Readers of our motherboard review section will have noted the trend in modern motherboards to implement a form of MultiCore Enhancement / Acceleration / Turbo (read our report here) on their motherboards.  This does several things – better benchmark results at stock settings (not entirely needed if overclocking is an end-user goal), at the expense of heat and temperature, but also gives in essence an automatic overclock which may be against what the user wants.  Our testing methodology is ‘out-of-the-box’, with the latest public BIOS installed and XMP enabled, and thus subject to the whims of this feature.  It is ultimately up to the motherboard manufacturer to take this risk – and manufacturers taking risks in the setup is something they do on every product (think C-state settings, USB priority, DPC Latency / monitoring priority, memory subtimings at JEDEC).  Processor speed change is part of that risk which is clearly visible, and ultimately if no overclocking is planned, some motherboards will affect how fast that shiny new processor goes and can be an important factor in the purchase.
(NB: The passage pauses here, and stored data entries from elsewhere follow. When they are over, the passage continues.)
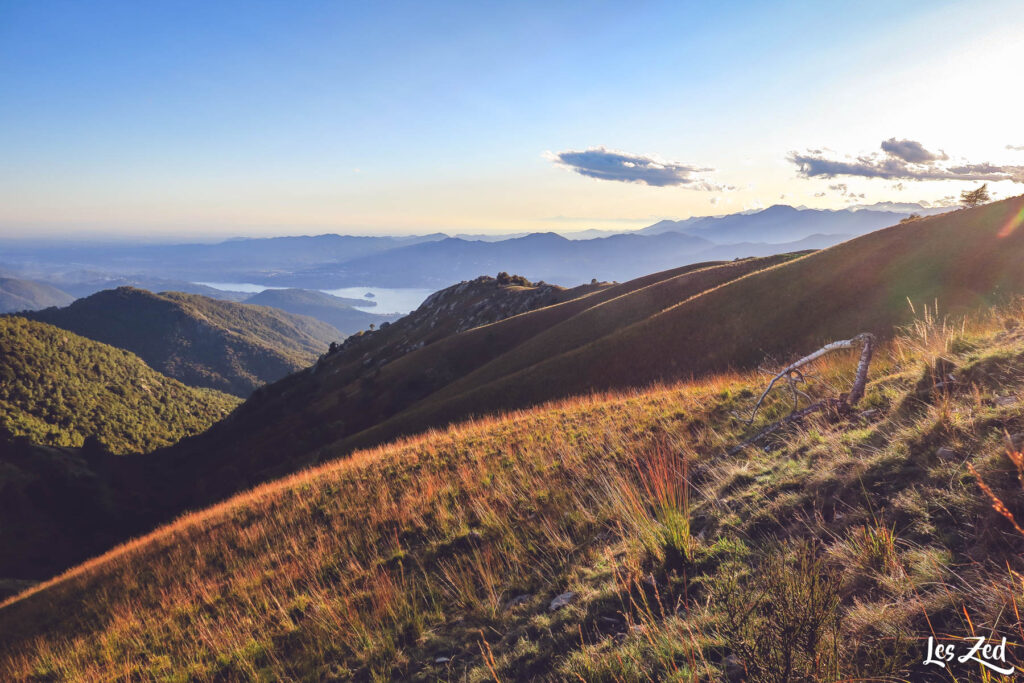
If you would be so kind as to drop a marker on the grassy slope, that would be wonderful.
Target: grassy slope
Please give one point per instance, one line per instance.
(201, 341)
(956, 259)
(402, 562)
(283, 428)
(58, 388)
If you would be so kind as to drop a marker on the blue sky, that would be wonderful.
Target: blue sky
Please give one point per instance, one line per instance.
(253, 118)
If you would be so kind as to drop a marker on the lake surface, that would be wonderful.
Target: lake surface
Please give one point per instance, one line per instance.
(388, 299)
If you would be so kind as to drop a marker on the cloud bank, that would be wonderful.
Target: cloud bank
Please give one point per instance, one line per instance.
(910, 151)
(901, 160)
(610, 165)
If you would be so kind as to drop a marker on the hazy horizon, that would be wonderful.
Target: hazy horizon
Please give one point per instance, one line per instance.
(198, 122)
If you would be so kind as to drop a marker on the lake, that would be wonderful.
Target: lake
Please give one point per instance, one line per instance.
(388, 299)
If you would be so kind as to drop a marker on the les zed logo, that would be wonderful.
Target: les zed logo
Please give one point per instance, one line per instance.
(984, 653)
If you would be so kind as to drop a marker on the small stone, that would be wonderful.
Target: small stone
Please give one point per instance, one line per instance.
(561, 601)
(733, 668)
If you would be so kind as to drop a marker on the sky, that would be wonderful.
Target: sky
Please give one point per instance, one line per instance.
(204, 120)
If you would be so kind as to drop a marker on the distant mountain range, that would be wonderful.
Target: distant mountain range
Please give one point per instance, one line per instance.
(336, 311)
(496, 345)
(434, 261)
(203, 342)
(18, 295)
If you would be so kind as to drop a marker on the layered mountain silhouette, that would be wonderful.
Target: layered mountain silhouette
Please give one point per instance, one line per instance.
(16, 295)
(492, 345)
(338, 312)
(434, 261)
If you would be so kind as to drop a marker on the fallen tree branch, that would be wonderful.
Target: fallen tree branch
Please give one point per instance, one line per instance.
(792, 373)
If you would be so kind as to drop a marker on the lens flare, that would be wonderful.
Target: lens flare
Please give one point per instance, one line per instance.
(1012, 224)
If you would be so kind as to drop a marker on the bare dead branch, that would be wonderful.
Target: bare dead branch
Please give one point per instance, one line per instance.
(864, 338)
(793, 375)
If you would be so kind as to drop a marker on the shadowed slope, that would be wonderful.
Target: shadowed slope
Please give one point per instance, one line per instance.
(604, 538)
(204, 342)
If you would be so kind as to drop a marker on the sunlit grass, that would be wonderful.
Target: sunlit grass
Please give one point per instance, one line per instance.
(438, 556)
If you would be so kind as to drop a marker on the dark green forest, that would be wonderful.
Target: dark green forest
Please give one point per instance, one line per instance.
(58, 388)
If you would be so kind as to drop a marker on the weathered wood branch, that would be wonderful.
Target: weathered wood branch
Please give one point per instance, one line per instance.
(865, 338)
(793, 374)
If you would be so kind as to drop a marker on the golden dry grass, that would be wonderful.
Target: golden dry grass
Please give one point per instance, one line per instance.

Using our consumer level i7-4960X CPU, the P9X79-E WS does implement MultiCore Turbo when XMP is enabled.  This gives a full 4.0 GHz CPU power under any loading.

Point Calculations - 3D Movement Algorithm Test

The algorithms in 3DPM employ both uniform random number generation or normal distribution random number generation, and vary in various amounts of trigonometric operations, conditional statements, generation and rejection, fused operations, etc.  The benchmark runs through six algorithms for a specified number of particles and steps, and calculates the speed of each algorithm, then sums them all for a final score.  This is an example of a real world situation that a computational scientist may find themselves in, rather than a pure synthetic benchmark.  The benchmark is also parallel between particles simulated, and we test the single thread performance as well as the multi-threaded performance.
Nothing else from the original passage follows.